Soljenitsyne est l'un des fil rouge de votre livre. En quoi est-il représentatif d'une partie de l'âme russe?

La figure d'Alexandre Soljenitsyne est intéressante à plusieurs égards. D'abord parce qu'il est étonnamment - et injustement - oublié aujourd'hui, alors qu'il est l'une des rares figures intellectuelles du XXème siècle à ne s'être jamais trompé dans ses combats politiques, ce qui est suffisamment rare pour le souligner.

Ensuite parce qu'il a fait, en effet, l'objet d'un grand malentendu en Occident. Ses œuvres «Une journée d'Ivan Denissovitch» (1962), «Le Premier cercle» (1968) et surtout «L'Archipel du Goulag» (1973), révélant au monde entier les atrocités commises par les soviétiques dans les camps, ont fait de lui la principale figure de l'opposition intellectuelle et politique au régime soviétique. Accusé de trahison dans son propre pays, il est parti en exil en Suisse puis aux Etats-Unis. Mais voilà, et c'est le cœur du malentendu dont je parle dans mon livre: Soljenitsyne ne s'opposait pas au régime soviétique au nom des droits de l'homme ou au nom du «monde libre». Il n'avait pas choisi le camp occidental contre le camp soviétique. Il s'opposait à l'URSS parce qu'il s'agissait pour lui d'un régime corrompu, matérialiste, violent, niant la dimension spirituelle propre à chaque homme. Il s'y opposait au nom de sa foi orthodoxe et au nom de la grande histoire nationale russe.

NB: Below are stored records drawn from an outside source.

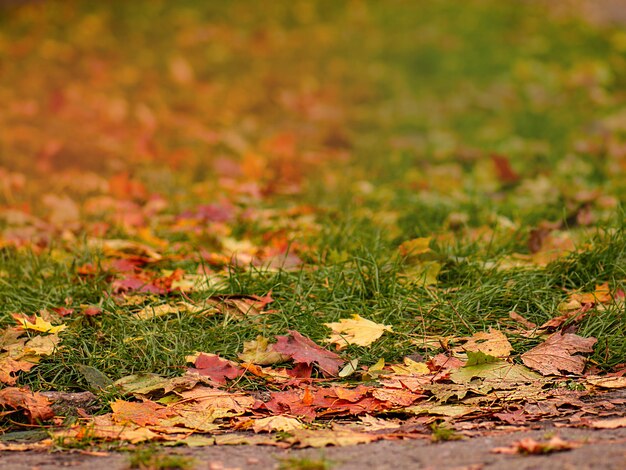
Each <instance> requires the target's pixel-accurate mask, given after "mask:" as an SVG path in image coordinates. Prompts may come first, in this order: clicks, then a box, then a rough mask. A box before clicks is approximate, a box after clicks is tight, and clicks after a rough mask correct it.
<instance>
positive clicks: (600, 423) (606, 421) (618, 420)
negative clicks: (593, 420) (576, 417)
mask: <svg viewBox="0 0 626 470" xmlns="http://www.w3.org/2000/svg"><path fill="white" fill-rule="evenodd" d="M588 426H589V427H591V428H594V429H617V428H626V416H622V417H621V418H613V419H598V420H595V421H591V422H590V423H589V424H588Z"/></svg>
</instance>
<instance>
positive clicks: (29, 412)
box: [0, 387, 54, 424]
mask: <svg viewBox="0 0 626 470" xmlns="http://www.w3.org/2000/svg"><path fill="white" fill-rule="evenodd" d="M50 405H51V402H50V400H48V399H47V398H46V397H45V396H43V395H42V394H40V393H37V392H31V391H30V390H28V389H26V388H17V387H8V388H5V389H3V390H0V406H1V407H3V408H9V409H13V410H20V411H23V412H24V414H25V415H26V416H27V417H28V419H29V421H30V424H37V423H40V422H42V421H46V420H48V419H50V418H52V417H53V416H54V412H53V411H52V408H51V406H50Z"/></svg>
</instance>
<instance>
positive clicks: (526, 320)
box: [509, 312, 537, 330]
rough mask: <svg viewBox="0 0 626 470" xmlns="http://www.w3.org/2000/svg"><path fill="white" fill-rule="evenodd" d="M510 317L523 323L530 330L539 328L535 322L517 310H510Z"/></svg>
mask: <svg viewBox="0 0 626 470" xmlns="http://www.w3.org/2000/svg"><path fill="white" fill-rule="evenodd" d="M509 317H511V320H514V321H516V322H517V323H519V324H521V325H522V326H524V327H525V328H527V329H529V330H533V329H535V328H537V325H536V324H535V323H533V322H531V321H529V320H527V319H526V318H524V317H523V316H521V315H520V314H519V313H517V312H509Z"/></svg>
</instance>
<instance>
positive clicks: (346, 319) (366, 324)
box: [324, 315, 392, 349]
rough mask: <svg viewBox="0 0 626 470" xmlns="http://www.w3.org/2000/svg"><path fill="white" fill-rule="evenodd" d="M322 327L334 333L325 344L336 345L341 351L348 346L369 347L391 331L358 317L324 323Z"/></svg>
mask: <svg viewBox="0 0 626 470" xmlns="http://www.w3.org/2000/svg"><path fill="white" fill-rule="evenodd" d="M324 325H325V326H327V327H328V328H330V329H331V330H332V331H333V333H334V334H333V335H331V337H330V338H328V339H327V340H326V342H327V343H333V344H336V345H337V347H338V349H343V348H345V347H346V346H348V345H349V344H356V345H358V346H369V345H370V344H372V343H373V342H374V341H376V340H377V339H378V338H380V337H381V336H382V334H383V333H384V332H385V331H392V330H391V326H388V325H381V324H379V323H374V322H373V321H371V320H367V319H365V318H362V317H361V316H359V315H352V318H351V319H345V318H344V319H343V320H341V321H339V322H335V323H324Z"/></svg>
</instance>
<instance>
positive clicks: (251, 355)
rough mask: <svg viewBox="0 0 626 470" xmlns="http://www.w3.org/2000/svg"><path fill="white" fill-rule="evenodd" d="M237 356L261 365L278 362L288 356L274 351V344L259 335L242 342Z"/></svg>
mask: <svg viewBox="0 0 626 470" xmlns="http://www.w3.org/2000/svg"><path fill="white" fill-rule="evenodd" d="M238 356H239V359H241V360H242V361H244V362H251V363H252V364H258V365H261V366H268V365H272V364H278V363H281V362H285V361H287V360H289V358H290V356H288V355H286V354H281V353H279V352H277V351H275V350H274V345H273V344H269V340H268V339H267V338H265V337H263V336H261V335H259V336H257V337H256V339H255V340H253V341H245V342H244V343H243V352H242V353H240V354H239V355H238Z"/></svg>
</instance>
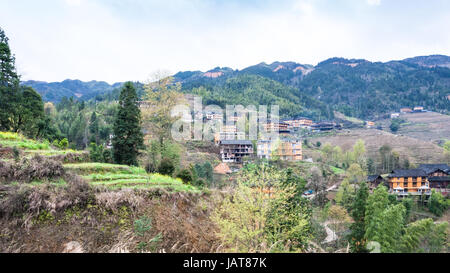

Et c'est justement ce même attachement aux racines et à la dimension spirituelle de l'existence qui l'amena à s'opposer violemment au modèle libéral occidental à plusieurs occasions, notamment dans un célèbre discours devant les étudiants de Harvard en 1978 où il dénonça la dérive matérialiste de l'Occident, les ravages de son modèle capitaliste et surtout son obsession pour les droits individuels au détriment des valeurs traditionnelles comme l'honneur, la noblesse ou encore le sens du sacrifice. Soljenitsyne croyait à la possibilité d'une troisième voie entre le libéralisme occidental et les totalitarismes soviétiques ou fascistes, une troisième voie fondée sur l'enracinement et l'auto-restriction des hommes comme des nations. Il me semble qu'aujourd'hui, peut-être plus que jamais, ce message mérite d'être entendu.